Twin brains exhibit similar disease progressions


In a recently published paper in the Journal of Brain Pathology, USC psychologist Margaret Gatz and a team of international experts compared the brains of twins where one or both died of Alzheimer’s disease.

The study, which was funded by research grants from the National Institute of Health, found that Alzheimer’s progressed similarly in the twin pairs, and they both had similar areas of brain damage.

“We try to make inferences based on tests and diagnoses, but we have to assume that what we’re seeing is a manifestation of what’s going on in these twins’ brains,” said Gatz, a professor of psychology, gerontology and preventive medicine in the Dornsife College of Letters, Arts and Sciences, in a press release. “For this reason, we wanted to compare the brains of twins to ask whether identical twins’ brains are actually more identical.”

Over the past 30 years, Gatz has worked with the Swedish twin registry and studied more than 14,000 Swedish twins. For this particular research, scientists autopsied the brains of seven pairs of twins who had previously undergone diagnostic evaluations for Alzheimer’s disease.

“Identical twins tended to have similar combinations of pathologies. We looked not just at the hallmark indicators of Alzheimer’s, but at all the other damage in the brain. Across the whole array of neuropathological changes, the identical twins appeared to have more similar pathologies,” Gatz said in a press release. “This is fascinating: It’s not just a key pathology related to the twins’ diagnoses, but the combination of things happening in their brains. We’re going to keep looking for what these combinations are.”
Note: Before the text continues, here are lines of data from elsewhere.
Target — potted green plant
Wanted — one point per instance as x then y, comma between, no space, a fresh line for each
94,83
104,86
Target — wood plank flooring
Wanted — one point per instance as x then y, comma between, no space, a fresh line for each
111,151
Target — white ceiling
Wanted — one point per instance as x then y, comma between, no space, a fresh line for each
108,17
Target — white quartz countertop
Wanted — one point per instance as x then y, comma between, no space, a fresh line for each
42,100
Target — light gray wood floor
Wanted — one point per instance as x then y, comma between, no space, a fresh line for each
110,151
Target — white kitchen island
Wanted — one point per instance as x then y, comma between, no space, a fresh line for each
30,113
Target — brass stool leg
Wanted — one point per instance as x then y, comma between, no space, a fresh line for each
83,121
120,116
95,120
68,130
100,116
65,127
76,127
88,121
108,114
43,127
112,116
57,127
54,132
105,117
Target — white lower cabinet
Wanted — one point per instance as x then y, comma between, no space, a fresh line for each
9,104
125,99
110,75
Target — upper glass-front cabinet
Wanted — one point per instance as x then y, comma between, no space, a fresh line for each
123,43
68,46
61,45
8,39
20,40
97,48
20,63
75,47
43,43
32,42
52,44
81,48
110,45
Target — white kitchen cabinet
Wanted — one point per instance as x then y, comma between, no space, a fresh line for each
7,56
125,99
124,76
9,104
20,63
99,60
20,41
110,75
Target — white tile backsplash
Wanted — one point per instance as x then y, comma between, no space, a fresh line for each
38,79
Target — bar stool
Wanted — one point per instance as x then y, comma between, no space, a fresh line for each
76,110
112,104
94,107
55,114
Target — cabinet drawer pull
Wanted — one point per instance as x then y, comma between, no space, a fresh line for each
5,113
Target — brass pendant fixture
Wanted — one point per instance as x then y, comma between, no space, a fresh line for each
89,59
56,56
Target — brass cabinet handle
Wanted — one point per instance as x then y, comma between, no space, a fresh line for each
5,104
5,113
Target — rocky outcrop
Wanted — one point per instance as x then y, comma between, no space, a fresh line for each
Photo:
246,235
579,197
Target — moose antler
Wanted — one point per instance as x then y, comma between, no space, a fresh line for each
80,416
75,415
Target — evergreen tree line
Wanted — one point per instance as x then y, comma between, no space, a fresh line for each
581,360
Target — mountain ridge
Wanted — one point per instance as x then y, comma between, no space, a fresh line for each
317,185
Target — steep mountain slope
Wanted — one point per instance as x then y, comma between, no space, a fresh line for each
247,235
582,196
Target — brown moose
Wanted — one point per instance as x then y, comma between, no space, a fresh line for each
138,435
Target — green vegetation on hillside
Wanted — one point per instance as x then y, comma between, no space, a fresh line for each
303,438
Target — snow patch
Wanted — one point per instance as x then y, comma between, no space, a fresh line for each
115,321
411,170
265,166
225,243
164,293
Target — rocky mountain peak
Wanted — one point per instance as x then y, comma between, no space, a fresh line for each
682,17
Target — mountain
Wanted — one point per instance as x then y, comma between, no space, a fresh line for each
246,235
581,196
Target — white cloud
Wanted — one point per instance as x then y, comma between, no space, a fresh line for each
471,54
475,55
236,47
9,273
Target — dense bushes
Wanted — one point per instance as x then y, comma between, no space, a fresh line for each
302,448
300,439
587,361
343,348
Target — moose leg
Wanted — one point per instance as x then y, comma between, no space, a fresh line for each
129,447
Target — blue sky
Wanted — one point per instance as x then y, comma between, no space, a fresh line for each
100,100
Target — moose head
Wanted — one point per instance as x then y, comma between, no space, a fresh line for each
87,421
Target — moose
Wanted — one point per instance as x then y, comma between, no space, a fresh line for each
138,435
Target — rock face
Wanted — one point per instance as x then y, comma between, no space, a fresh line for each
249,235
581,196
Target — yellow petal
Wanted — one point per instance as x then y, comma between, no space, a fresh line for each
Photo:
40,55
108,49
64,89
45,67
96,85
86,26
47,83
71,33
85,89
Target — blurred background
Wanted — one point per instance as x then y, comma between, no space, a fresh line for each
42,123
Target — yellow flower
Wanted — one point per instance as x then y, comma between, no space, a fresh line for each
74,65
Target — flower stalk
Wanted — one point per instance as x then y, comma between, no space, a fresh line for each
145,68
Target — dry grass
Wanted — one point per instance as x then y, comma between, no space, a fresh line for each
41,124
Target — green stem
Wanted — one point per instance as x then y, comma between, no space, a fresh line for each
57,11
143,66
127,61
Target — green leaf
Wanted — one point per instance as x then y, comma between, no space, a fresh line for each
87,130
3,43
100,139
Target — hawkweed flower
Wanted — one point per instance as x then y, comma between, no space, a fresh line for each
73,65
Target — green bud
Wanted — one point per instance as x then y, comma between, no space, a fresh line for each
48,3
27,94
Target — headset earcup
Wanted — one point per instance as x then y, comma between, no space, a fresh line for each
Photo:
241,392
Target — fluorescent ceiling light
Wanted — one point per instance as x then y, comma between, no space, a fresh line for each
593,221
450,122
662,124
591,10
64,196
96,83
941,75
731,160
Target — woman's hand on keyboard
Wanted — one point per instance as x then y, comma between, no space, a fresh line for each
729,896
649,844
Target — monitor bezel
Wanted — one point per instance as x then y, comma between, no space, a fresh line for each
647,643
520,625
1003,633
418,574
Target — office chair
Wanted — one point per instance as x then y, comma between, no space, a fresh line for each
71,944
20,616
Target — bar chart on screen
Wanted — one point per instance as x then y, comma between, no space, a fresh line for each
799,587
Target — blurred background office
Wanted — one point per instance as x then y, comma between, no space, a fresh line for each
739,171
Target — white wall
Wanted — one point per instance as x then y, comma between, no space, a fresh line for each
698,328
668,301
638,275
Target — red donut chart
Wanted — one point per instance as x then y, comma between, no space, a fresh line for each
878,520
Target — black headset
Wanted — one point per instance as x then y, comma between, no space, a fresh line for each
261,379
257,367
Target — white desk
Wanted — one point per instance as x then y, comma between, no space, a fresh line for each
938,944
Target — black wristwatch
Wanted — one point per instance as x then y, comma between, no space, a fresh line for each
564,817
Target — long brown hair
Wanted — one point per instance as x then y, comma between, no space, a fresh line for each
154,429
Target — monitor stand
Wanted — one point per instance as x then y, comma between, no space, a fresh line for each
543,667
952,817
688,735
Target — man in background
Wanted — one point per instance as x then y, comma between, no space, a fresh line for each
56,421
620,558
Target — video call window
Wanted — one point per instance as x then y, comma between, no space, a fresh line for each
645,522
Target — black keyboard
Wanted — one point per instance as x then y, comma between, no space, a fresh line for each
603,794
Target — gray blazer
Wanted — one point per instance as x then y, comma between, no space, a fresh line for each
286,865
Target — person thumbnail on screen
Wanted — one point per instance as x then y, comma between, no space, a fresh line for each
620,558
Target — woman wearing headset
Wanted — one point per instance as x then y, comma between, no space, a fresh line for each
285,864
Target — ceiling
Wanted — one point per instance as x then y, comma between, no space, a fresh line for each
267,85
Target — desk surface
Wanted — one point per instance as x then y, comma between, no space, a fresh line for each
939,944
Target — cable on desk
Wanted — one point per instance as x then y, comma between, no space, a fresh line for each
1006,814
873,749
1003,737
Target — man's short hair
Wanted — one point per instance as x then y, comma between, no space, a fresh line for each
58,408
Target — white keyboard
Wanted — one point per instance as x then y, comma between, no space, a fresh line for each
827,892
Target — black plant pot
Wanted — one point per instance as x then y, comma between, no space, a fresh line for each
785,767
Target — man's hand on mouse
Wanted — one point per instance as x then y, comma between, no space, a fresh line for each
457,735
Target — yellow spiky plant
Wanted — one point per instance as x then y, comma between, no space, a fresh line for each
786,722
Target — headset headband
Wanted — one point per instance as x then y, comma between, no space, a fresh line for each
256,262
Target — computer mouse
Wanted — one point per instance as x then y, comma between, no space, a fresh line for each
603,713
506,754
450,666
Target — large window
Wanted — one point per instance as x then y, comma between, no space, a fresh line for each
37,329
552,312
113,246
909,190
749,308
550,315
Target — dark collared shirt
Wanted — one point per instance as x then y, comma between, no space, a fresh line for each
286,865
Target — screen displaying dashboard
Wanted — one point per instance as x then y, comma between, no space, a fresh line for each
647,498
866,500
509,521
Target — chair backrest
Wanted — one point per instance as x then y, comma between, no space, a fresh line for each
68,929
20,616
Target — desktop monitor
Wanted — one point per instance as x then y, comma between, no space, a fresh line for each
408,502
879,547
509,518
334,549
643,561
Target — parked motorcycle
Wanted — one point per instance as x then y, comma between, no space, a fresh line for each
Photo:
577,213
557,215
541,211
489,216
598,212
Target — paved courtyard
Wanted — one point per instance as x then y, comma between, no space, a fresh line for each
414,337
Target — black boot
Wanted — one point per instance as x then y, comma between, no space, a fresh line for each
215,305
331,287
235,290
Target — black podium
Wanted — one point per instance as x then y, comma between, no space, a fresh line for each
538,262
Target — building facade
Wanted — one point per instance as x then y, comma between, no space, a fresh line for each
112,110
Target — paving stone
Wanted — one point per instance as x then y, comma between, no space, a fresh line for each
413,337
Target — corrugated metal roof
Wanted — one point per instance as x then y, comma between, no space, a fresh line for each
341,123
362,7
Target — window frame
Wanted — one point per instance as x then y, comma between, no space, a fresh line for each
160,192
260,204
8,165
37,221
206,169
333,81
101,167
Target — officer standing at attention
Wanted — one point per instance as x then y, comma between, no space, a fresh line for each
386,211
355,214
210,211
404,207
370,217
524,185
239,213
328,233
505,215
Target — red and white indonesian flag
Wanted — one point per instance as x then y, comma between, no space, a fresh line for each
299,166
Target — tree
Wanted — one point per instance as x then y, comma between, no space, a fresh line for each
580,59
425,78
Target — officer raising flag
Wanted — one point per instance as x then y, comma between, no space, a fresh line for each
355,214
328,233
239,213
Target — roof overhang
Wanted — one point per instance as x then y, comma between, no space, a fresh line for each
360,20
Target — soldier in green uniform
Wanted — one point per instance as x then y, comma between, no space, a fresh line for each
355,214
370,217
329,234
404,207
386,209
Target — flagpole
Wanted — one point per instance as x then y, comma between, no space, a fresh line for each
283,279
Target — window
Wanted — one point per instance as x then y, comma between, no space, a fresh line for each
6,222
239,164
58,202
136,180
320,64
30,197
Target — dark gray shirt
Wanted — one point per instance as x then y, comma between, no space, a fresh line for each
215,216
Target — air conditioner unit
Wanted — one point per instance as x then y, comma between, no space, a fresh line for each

An autopsy remains the only definitive way to diagnose Alzheimer’s, and though the presence of amyloid plaque and neurofibrillary tangles in the brain are considered hallmarks of the disease, this new study suggests the presence of other factors in the brain could contribute to the start of the disease.

“There may be risk factors that start to accumulate, but don’t lead to a clinical diagnosis,” lead author Diego Iacono of the Karolinska Institute in Sweden and the Biomedical Research Institute said in the press release. “We found that the presence of Alzheimer’s disease doesn’t preclude the presence of other damage.”